By God’s mercy and compassion, this Lord, YHWH who initiated a covenant relationship with His people, holds up His end of that sacred covenant. He continues to love His people and not give up on them. God calls humanity back to giving people and things the places God intended for them.
God meets wounded worshippers who are transformed by the renewing of mind and heart through the process of Scripture reading, prayer, praise, surrender and enabling by the Holy Spirit who guides in God’s perfect ways. Walking with deep peace and great contentment, we worship in the transformed and ever-renewing commitment to His ways and not those of the gods or idols (Romans 12).

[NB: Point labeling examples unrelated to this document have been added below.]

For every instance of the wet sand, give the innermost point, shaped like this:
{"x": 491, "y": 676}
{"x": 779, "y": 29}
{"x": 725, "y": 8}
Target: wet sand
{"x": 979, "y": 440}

If we find love, significance and security in another person and not the Lord our God, then we put on others a burden they are not meant to carry. If it’s a thing we are looking to in order to ease the burdens of life, then we take on burdens we were not meant to carry by maintaining that thing, be it property, work or other sources of pleasure.
When God is our LORD, we enjoy the freedom to set boundaries and keep them while meeting the genuine needs of self-care and of others.
Our faith makes understanding the Lord of lords, our God above all gods, an essential matter for living a life honouring to God (1 Timothy 6:15, Psalm 135).
Jesus, when asked who was His neighbour, spoke into the freedom we have and brought meaning to the other eight commandments (Exodus 20:1–17). When God is our Lord, we enjoy the freedom to set boundaries and keep them while meeting the genuine needs of self-care and of others. In doing so, we will joyfully honour God and others by keeping the sacred life-giving directives of the covenant He designed for us.
This truth sets us free to bear witness to our calling. Our priorities and plans will put people and things in their proper places, so God alone is worshipped, served and glorified. Our capacity to love in this way is walking the straight path in which blessings flow from this Lord, our God.